Elmiron is a semi-synthetically produced heparin-like macro molecular carbohydrate derivative, which chemically and structurally resembles glycosaminoglycans. It is available in 100 mg gelatin capsules.
For the relief of bladder pain associated with IC (Interstitial Cystitis). The daily dose is 100 mg three times daily 1 hour before or two hours after meal. Usually a four to six months long therapy course is recommended before evaluating the effectiveness of the drug.
Side effect (RARE AND MILD)
Nausea, diarrhea, vomiting, and dehydration, headaches, insomnia and emotional problems. Occasionally bleeding complications were noted.
ELMIRON® was evaluated in clinical trials for the relief of pain in patients with Chronic Interstitial Cystitis (CIC). All patients met the NIH definition of IC based upon the results of cystoscopies, cytology and biopsy. One blinded, randomized, placebo controlled study evaluated 151 patients (145 women, 5 men, 1 unknown) with a mean age of 44 years (range 18 to 81). Approximately equal numbers of patients received either placebo or ELMIRON® 100 mg three times a day for 3 months. Clinical improvement in bladder pain was based upon the patient's own assessment. In this study, 28/74 (38%) of patients who received ELMIRON® and 13/74 (18%) of patients who received placebo, showed greater than 50% improvement in bladder pain (p=0.005).
Unfortunately, these numbers are not impressive enough to warrant wholesale dispensation of the drug to patients suffering from cystitis related bladder pains. Admittedly, some patients with IC can be incapacitated from pain and drugs offering relief are a free for all.
Patients with prostatitis can have a severe cystitis component and may need pain medication. In my clinic Chlamydia is a frequent isolate in patients who have suspected or proven IC. Therefore, I always combine a several months long combination antibiotic course with whatever pain medication I may opt for.
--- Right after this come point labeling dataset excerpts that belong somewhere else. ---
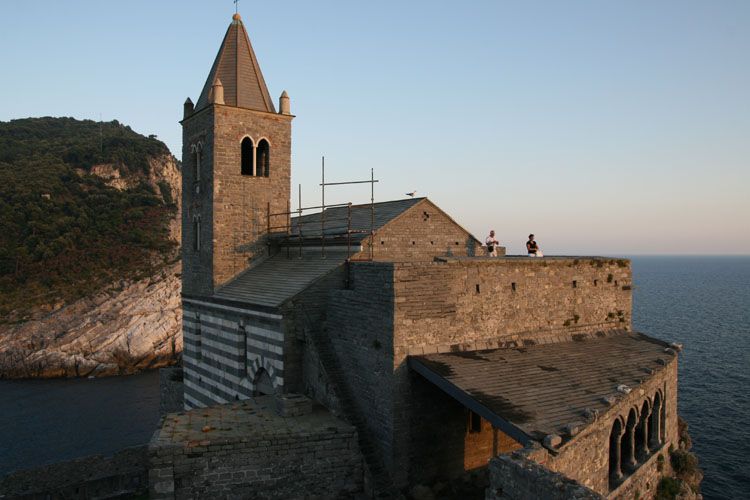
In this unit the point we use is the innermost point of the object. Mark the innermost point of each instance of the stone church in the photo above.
(374, 349)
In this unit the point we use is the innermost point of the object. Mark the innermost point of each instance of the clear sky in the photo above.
(602, 127)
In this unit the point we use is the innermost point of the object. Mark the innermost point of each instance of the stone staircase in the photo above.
(381, 482)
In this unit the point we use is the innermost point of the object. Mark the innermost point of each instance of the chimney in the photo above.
(216, 96)
(284, 107)
(187, 108)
I came to interpret IC as a combination of a single or multi bacterial bladder infection associated with a disproportionate local immune response. Chlamydia, by virtue of its ability to live intracellular, including cells of the immune system, is singularly suitable to be the number one suspect to be able to interfere with all aspects of cell functions. Clinical experience supports this notion since best treatment results are achieved when supportive remedies are combined with long-term combination antibiotic regimens possessing full spectrum against Chlamydia.